I don't know what she thinks. I want to talk to her and really get into her mind, but I think that won't really be much good cos I don't think she really knows what she wants either. But damn, it would be nice to know, wouldn't it?

I'm very open to exploring where things lead to from here. S is a good girl. She's a little confused about what she wants in life, but then again, aren't we all? She's got a good heart, she's interested in improving herself, she has an open mind, what more could I ask?

I wish she'd read what I'm writing, so that it would be easier for me to talk to her...

I just realized that my blog entries are almost exclusively about money or women. I guess most other parts of my life are pretty much taken care of, so I just blog about what's on my mind at the moment. Which turns out to be (guess what?) money and women. Funny isn't it?

Tuesday, November 13, 2007

Wow!

Wow, it's been a long time since my last update hasn't it?

My life has been a roller coaster. I'm in the middle of a 4 month program called "Conducting Openness". The bottom line is that openness begets openness. By being open, we encourage people around us to be open.

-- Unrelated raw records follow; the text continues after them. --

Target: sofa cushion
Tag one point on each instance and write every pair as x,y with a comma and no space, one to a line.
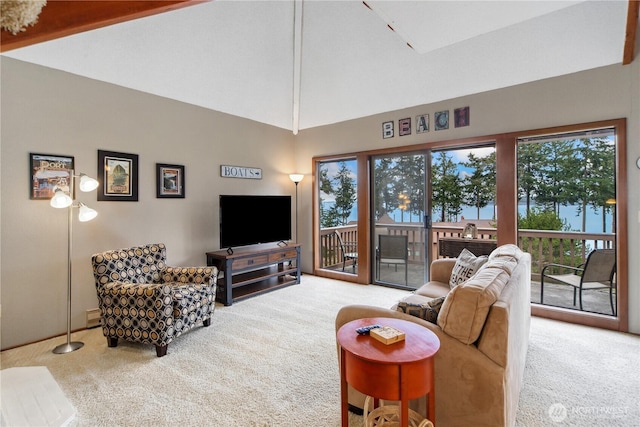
466,307
433,290
466,266
427,311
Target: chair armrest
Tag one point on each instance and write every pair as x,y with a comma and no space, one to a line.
441,270
155,298
207,276
575,270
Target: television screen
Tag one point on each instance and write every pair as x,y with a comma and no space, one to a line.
249,220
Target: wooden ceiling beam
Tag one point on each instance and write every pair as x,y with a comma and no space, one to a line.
631,33
60,18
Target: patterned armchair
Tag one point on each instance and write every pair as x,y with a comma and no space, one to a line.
143,300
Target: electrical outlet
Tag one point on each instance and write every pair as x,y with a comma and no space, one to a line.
93,318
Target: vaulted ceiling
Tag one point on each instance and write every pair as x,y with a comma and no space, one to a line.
299,64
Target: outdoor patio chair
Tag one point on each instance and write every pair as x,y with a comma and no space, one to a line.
598,272
349,252
393,250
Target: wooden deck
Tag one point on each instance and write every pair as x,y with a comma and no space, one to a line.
554,295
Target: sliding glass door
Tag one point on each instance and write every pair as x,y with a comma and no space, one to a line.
400,242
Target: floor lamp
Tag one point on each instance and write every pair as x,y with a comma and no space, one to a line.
296,178
62,200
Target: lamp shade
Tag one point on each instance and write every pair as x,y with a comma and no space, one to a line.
85,213
87,183
60,199
296,177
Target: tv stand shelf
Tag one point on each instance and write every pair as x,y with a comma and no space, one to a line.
252,271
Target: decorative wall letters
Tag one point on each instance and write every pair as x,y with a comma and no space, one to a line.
227,171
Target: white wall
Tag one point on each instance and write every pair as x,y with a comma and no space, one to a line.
601,94
52,112
47,111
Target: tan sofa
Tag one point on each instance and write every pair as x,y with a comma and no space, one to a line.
483,328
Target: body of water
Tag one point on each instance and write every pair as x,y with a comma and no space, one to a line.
568,213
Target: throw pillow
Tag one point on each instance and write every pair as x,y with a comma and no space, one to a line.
466,266
428,311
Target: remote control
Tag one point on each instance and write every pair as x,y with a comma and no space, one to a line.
365,329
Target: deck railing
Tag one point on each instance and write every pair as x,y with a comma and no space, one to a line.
562,247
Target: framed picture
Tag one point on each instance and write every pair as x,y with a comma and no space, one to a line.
404,126
441,120
422,123
118,176
49,171
387,130
169,181
461,117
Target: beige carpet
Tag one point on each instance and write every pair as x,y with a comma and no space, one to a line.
271,361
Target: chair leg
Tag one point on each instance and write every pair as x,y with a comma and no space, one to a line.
161,350
574,297
611,300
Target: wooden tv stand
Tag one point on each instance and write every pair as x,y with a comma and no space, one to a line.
252,271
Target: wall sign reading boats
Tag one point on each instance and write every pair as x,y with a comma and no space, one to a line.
227,171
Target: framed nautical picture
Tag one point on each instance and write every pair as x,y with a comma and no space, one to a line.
118,176
169,181
48,172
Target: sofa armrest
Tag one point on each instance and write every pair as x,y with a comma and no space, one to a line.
206,276
441,270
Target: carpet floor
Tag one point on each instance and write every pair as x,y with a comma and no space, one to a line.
271,361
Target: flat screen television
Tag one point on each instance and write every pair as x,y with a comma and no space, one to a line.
252,219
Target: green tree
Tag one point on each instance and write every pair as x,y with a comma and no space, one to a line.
345,191
384,182
480,186
558,169
530,160
446,193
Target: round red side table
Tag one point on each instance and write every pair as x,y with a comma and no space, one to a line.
400,371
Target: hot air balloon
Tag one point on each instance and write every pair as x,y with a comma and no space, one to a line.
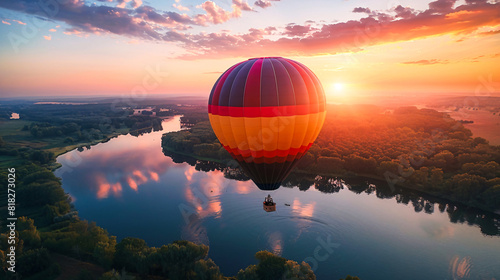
267,112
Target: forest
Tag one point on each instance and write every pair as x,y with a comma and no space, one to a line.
49,233
419,149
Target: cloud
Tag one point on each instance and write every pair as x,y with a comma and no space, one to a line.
145,22
400,24
264,3
427,62
213,72
242,5
180,7
18,21
362,10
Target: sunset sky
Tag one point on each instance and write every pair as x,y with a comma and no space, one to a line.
356,48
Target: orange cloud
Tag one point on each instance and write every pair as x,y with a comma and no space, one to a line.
104,188
377,28
427,62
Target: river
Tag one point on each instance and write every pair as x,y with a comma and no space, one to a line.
129,187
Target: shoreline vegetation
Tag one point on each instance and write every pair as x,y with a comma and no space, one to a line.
52,242
418,149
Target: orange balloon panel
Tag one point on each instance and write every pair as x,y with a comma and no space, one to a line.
267,112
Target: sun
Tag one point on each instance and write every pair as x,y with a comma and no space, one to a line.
338,86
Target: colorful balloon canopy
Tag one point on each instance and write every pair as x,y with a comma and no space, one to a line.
267,112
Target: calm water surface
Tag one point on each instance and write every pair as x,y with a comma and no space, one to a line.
129,187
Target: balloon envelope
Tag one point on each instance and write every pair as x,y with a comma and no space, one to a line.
267,112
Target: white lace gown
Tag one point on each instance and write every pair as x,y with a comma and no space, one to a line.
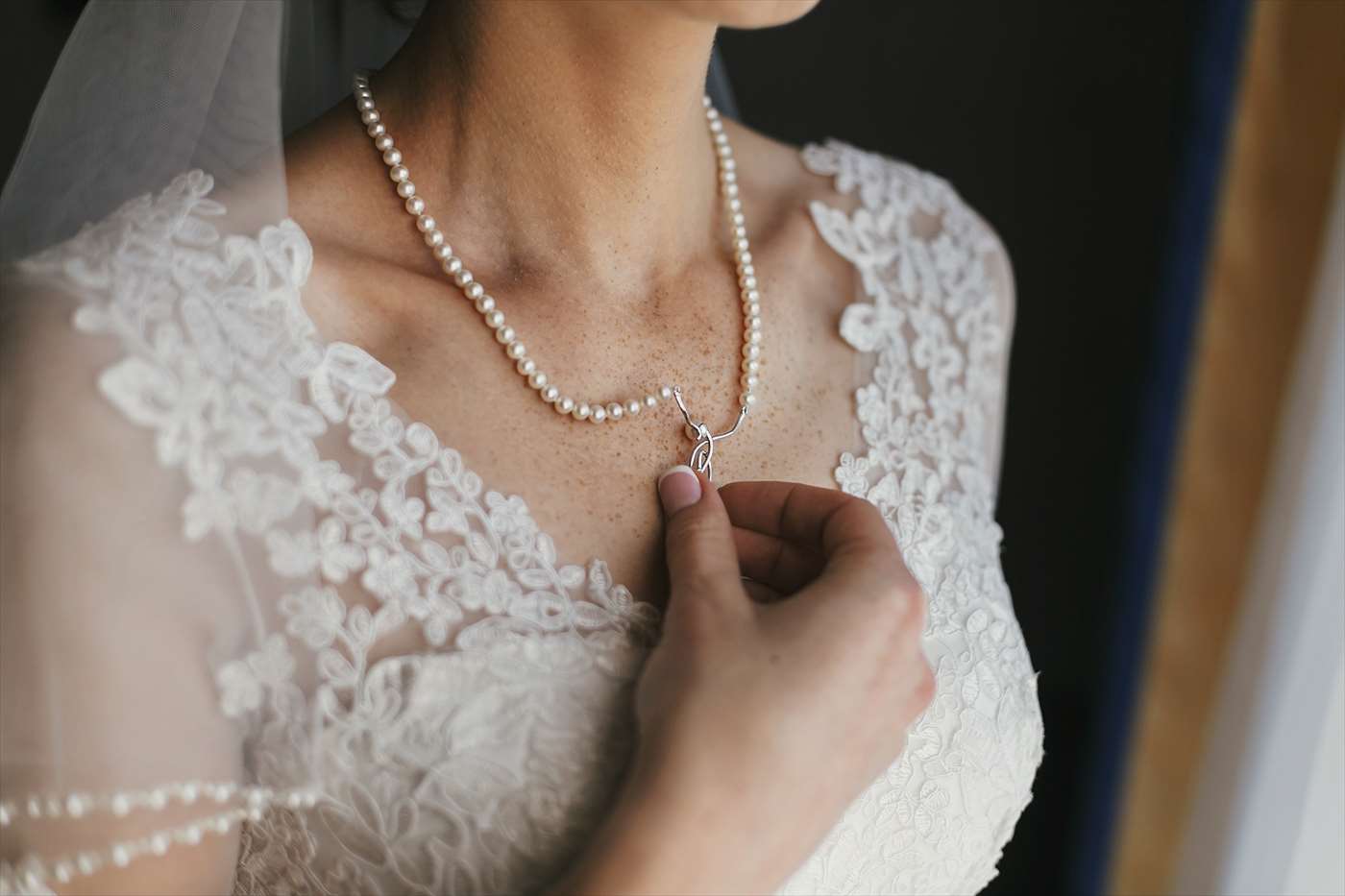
479,759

However, we don't see others clearly. We see them through a haze of our judgements and unspoken affairs. It's like a pane of glass between two people. If the pane of glass is clear and clean, both people see each other clearly. However, if I have something I have unsaid to someone that is eating at me on the inside, then it is like there is a smudge on the glass. As more and more shit piles up, the glass becomes murkier and murkier, and eventually, I am no longer relating to the other person, and I am in fact just relating to all the piled up crap I hold inside.

I've been working on burning through all the crap that has piled up on the glass that surrounds my life in an effort to be more clean in my relating with others. I'm somewhat succeeding, although I have a looooong way to go.

Just recently, I told my parents that I feel ashamed that I cannot adequately take care of them when they need me the most. I told them that I knew they were not judging me because of my inability. Rather, I was judging myself based on what I deemed to be "right".

This notion of something being "right" or "wrong" is a pain in the butt. If there's a "right", then there's obviously a "wrong". And if I'm not "right", then obviously, I am "wrong". It becomes a pain in the ass because I arbitrarily label stuff as being right or wrong based on nothing more than my own judgements. For example, I was with a girl on a date. I gave her a tour of the house, then led her into my bedroom. She was sitting on my bed and smiling up at me. I kissed her. Then I pulled away and said something like "It wouldn't be right to lead you in here and seduce you. That's just tacky". She gave me a quizzical look, like what the hell are you talking about. Reflecting back, she was a consenting adult, and the only thing "wrong" about the moment was me not being to live fully in the moment, and instead labelling it based on some weird arbitrary standard of being.

Alwyn wrote a really cool piece on his blog.
http://alwynlau.blogdrive.com/archive/443.html

The piece itself isn't spectacular. What I find interesting is his comment in response to my two comments. Read it. It's worth the read. Honestly.

I've also started seeing a lovely girl. She's from Israel and is here on a work permit for a few months. She moves me in how she lives so fully in the moment. We were talking about her life in Israel, and she told me about how her house was all bombed out and she had to leave the country because her parents were afraid for her life. I was feeling sad for her losing her house, but she just said, "I'm alive. My parents are alive. Why should I be sad?"

This brings to mind another time... We walked out to buy cigs for her. Halfway down the block, she just turned to look at the sunrise and exclaimed, "Look! That's so beautiful! Quick, kiss me now!". And we held hands there on the road, two barely awake zombies watching the sunrise. I haven't seen a sunrise in who knows how many years...

She's heading back to Israel in late Jan or early Feb 2008. I know this relationship won't go anywhere. But I'm not too worried about what will happen in the next few months. I'm just living in the present.